Comme l’évaluation politique, la gestion de la chaîne d’approvisionnement ou la détection de risques. En 2025, Kalshi évite les restrictions liées aux événements politiques, se concentrant sur les indicateurs économiques et sportifs, avec un volume cumulé supérieur à 170 milliards ; des applications internes (ex. gestion des risques de chaîne d’approvisionnement) ont prouvé une meilleure précision chez Google, Microsoft. En 2026, ces plateformes se concentreront d’abord sur des usages non financiers — évaluation politique (probabilités d’événements climatiques), risques d’entreprise, événements publics (ex. distribution de médailles olympiques) —, avec peu de contraintes réglementaires mais un fort attrait pour les clients institutionnels et gouvernementaux ; la régulation CFTC et européenne ouvrira ces portes, évitant l’étiquette de jeu.

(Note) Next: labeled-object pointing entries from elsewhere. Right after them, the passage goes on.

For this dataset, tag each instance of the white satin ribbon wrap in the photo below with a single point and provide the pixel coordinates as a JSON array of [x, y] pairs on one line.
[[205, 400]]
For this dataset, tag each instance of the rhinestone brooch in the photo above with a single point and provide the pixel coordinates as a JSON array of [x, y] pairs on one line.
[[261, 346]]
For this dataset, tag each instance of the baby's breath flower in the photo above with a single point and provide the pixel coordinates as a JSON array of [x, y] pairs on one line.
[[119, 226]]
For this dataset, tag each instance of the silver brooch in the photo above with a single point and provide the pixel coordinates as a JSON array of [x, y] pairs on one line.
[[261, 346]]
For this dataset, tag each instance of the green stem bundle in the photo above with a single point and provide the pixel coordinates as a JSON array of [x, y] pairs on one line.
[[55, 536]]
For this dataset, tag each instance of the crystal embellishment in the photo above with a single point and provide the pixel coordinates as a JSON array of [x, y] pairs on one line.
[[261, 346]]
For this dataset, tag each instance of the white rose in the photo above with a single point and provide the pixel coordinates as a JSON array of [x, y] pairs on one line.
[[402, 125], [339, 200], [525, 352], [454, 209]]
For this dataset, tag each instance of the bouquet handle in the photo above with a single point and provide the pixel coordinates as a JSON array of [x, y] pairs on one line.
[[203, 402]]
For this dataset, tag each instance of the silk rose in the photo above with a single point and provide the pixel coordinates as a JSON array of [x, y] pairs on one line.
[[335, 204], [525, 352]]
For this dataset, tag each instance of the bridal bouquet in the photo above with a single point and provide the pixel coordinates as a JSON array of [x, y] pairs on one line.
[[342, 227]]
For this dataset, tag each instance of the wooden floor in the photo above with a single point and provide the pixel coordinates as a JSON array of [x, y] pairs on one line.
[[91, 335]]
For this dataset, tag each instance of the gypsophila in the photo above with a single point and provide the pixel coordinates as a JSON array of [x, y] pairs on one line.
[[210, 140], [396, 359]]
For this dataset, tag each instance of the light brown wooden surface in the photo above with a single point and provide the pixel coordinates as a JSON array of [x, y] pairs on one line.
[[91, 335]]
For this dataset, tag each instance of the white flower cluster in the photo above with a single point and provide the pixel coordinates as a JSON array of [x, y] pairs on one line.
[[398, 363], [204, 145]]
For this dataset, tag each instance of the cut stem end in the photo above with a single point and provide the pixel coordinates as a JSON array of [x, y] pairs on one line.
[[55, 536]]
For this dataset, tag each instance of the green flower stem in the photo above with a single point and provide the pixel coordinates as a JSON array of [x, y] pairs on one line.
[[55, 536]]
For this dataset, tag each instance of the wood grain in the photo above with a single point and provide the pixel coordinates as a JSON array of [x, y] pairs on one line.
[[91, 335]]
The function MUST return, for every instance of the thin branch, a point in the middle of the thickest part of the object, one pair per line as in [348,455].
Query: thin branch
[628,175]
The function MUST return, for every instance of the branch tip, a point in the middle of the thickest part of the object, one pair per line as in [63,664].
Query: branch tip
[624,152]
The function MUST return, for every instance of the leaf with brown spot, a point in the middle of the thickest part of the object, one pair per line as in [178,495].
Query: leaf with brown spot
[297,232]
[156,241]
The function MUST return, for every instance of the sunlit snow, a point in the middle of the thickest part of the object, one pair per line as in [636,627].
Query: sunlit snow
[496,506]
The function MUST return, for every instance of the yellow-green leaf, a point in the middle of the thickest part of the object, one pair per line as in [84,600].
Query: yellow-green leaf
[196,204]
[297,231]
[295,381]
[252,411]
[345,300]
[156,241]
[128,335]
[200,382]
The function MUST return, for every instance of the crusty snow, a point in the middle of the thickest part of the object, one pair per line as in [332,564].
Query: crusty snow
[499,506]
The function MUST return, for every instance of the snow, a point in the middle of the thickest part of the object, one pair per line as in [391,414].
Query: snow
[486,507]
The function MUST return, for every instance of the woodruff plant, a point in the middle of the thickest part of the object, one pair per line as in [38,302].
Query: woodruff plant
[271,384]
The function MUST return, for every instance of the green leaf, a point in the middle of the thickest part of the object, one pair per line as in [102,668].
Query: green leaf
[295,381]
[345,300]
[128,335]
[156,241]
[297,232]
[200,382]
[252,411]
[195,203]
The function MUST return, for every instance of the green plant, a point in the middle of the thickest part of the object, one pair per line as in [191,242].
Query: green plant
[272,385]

Ce qui sera appelé par IA, institutions ou systèmes de recherche sera gagnant. En 2025, Polymarket et Kalshi sont largement intégrés dans Google Finance, Bloomberg, Forbes, CNBC, comme indicateurs de consensus en temps réel, surpassant les sondages ; les benchmarks académiques comme SIGMA renforcent leur crédibilité. En 2026, avec la demande croissante d’agents IA et d’institutions, la compétition se concentrera sur la fréquence d’appel — par des modèles comme Gemini ou Claude, ou par des institutions comme Vanguard ou Morgan Stanley, pour la vérification externe ou l’intégration dans la gestion des risques ; le volume est important, mais c’est la « citation » qui déterminera le leader, établissant une infrastructure comparable à Chainlink.
Après 2026, le marché des prévisions sera soit « comme l’eau, l’électricité, le gaz » — indispensable —, soit marginalisé. En 2025, ICE et autres géants financiers investissent dans Polymarket, avec un TVL dépassant plusieurs milliards, et la diffusion des données dans les terminaux principaux ; les protocoles AgentFi et MCP instaurent une boucle IA en fin d’année. En 2026, la compétition portera sur leur capacité à devenir une interface en temps réel pour le modèle mondial IA, une couche de signal standard pour les terminaux financiers, ou un moteur de consensus pour la prise de décision ; ceux qui réussiront seront aussi indispensables que Bloomberg ou Chainlink, tandis que les plateformes purement transactionnelles seront marginalisées ; cette étape déterminera si le secteur passe d’une narration cryptographique à une infrastructure mondiale d’information.
Conclusion
Les marchés de prévision n’ont plus besoin de prouver leur « faisabilité » ; le vrai tournant est : commencent-ils à être utilisés comme signaux décisionnels, et pas seulement comme outils de trading. Lorsqu’un prix est constamment cité par chercheurs, institutions et modèles systémiques, le rôle du marché de prévision a changé.
En 2026, la compétition ne portera plus sur la popularité ou le volume, mais sur la stabilité, la crédibilité et la fréquence d’appel des signaux. La capacité à devenir une infrastructure d’information durable déterminera s’il évoluera vers une nouvelle étape ou restera dans une narration cyclique.